Lab 6: Recursive Backtracking; A first look at Big-O notation and Sorting analysis

Task 1: Review Recursive Backtracking

In the current problem set you are asked to implement a recursive backtracking solution on Problem #8: Sudoku. Although the problems are different, you may find it helpful to have a good understanding of the recursive backtracking solution implemented to solve the N-Queens problem which was covered in lecture.

We can use the same technique for determining how to color states on a map.

What are the common characteristics of these two problems?

Understanding how recursive backtracking works in these two scenarios will help you implement a recursive backtracking solution for the next problem set.

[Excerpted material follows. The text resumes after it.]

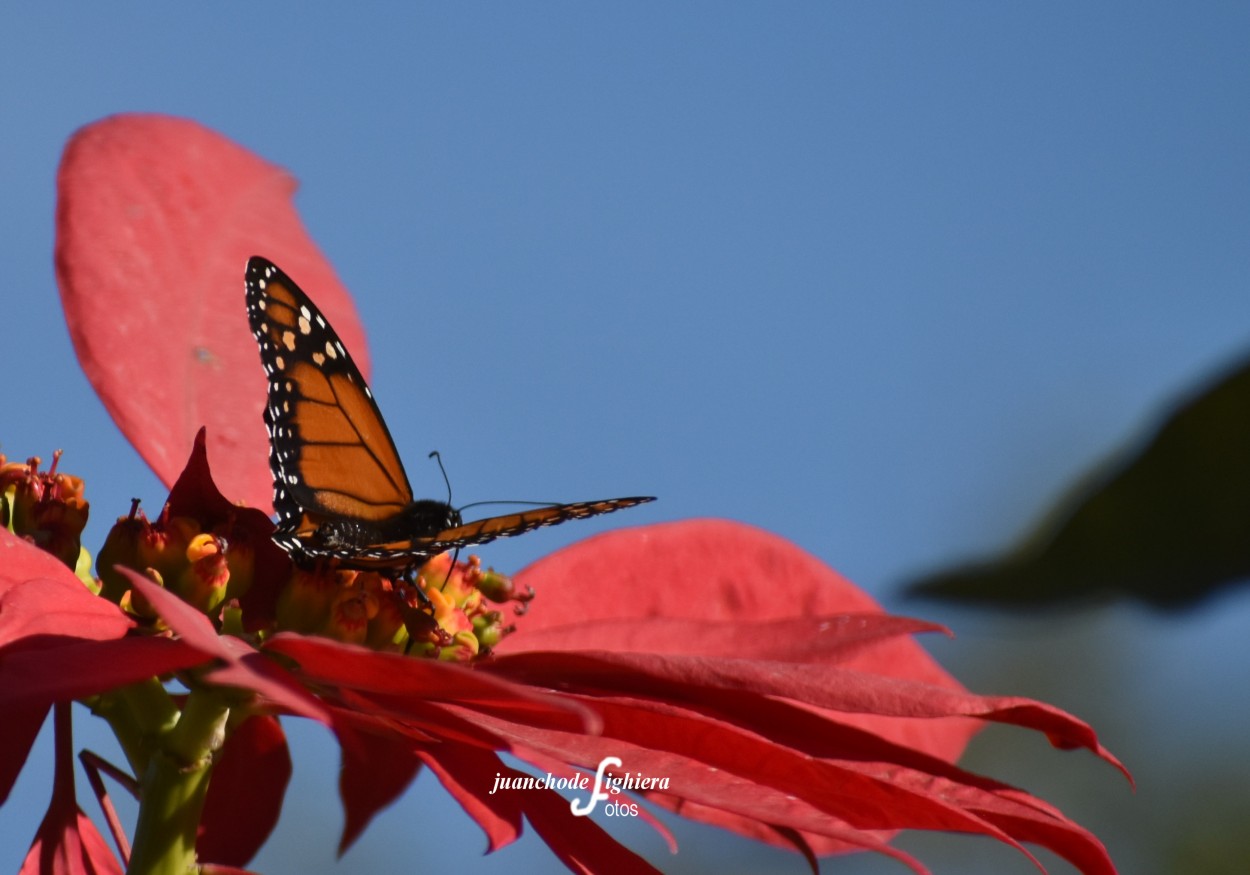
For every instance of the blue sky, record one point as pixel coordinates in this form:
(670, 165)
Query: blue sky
(883, 279)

Task 2: Practice algorithm analysis

Consider the following code fragment:

for (int i = 0; i < n; i++) {
    for (int j = 0; j < 2*n; j++) {
        methodA();

        for (int k = 0; k < n + 1; k++) {
            methodB();
        }
    }

    for (int j = 0; j < i; j++) {
        methodC();
    }

    if (i % 2 == 0) {
        methodD();
    }
}

For each of the following, find the function that expresses the number of times each part of the code is executed for a given value of n, and then determine the corresponding big-O expression.

1. the number of times methodA() is called
2. the number of times methodB() is called
3. the number of times methodC() is called
4. the number of times methodD() is called